Milan, la mossa "sporca" che condanna Napoli e Spalletti: il retroscena

Claudio Savelli

Se il campionato si vince con il gioco, la Champions si vince con le giocate. Nel caso dello scontro tra Milan e Napoli sono due quelle decisive: non i coast-to-coast di Leao al Maradona e di Brahim Diaz nell’andata del Meazza, identiche come se gli sceneggiatori del calcio volessero sottolineare la questione, ma le giocate mancate che le hanno rese possibili. Ovvero i “falli tattici” non commessi da Lobotka-Mario Rui prima e da Ndombelé-Di Lorenzo poi. Sì, anche il fallo tattico è una giocata e, quando l’equilibrio è sottile come in Champions, può essere decisiva quanto un tiro, un dribbling, un assist.

 

 

È un gesto “sporco”, meno nobile, un fallo pensato e ottenuti e quindi una scorrettezza con un sapore antisportivo, ma non è un crimine né una scorrettezza: il regolamento lo prevede e lo punisce con il cartellino giallo, trasformandolo in uno strumento a disposizione dei giocatori per arrivare al risultato.

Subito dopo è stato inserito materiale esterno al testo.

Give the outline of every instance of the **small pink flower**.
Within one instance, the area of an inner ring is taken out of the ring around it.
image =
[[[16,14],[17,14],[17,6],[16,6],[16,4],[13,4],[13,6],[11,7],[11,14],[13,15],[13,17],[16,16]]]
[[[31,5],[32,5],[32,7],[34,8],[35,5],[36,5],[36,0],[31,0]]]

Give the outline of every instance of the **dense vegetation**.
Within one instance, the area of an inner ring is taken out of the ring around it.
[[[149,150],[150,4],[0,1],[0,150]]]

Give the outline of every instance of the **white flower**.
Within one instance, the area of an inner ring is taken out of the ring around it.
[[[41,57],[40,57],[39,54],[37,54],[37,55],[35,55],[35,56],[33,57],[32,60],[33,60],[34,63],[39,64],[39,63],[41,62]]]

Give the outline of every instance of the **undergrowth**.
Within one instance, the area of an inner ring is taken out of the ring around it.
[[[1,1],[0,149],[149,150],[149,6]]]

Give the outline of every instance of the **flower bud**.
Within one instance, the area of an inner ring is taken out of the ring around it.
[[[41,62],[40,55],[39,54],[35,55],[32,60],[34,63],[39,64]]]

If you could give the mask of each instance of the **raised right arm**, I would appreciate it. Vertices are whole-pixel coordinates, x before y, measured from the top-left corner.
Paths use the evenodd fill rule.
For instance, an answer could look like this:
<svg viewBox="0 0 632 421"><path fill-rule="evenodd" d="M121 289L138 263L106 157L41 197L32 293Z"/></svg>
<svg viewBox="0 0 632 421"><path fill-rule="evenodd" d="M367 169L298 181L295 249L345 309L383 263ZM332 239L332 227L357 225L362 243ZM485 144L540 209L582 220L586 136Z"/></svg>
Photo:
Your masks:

E non è un caso che se ne siano dimenticati gli uomini di Spalletti, allenati al gioco offensivo e abituati a considerare tutte le giocate positive del calcio piuttosto che quelle negative, come appunto un fallo intelligente che blocca un’azione altrui.

 

 

È il pensiero pessimistico che manca al Napoli, quello che dovrebbe guidare i difendenti: immaginare in quel momento che Leao e Brahim Diaz possano arrivare in area e fornire gli assist comodi a Giroud e Bennacer. Si dice che siano i dettagli a fare la differenza in una competizione breve, intensa ed equilibrata come la Champions ed è vero: ogni edizione lo conferma. Spalletti, squadra e città ne facciano tesoro: c’è sempre qualcosa da migliorare e il Napoli, ora, ha scoperto cosa.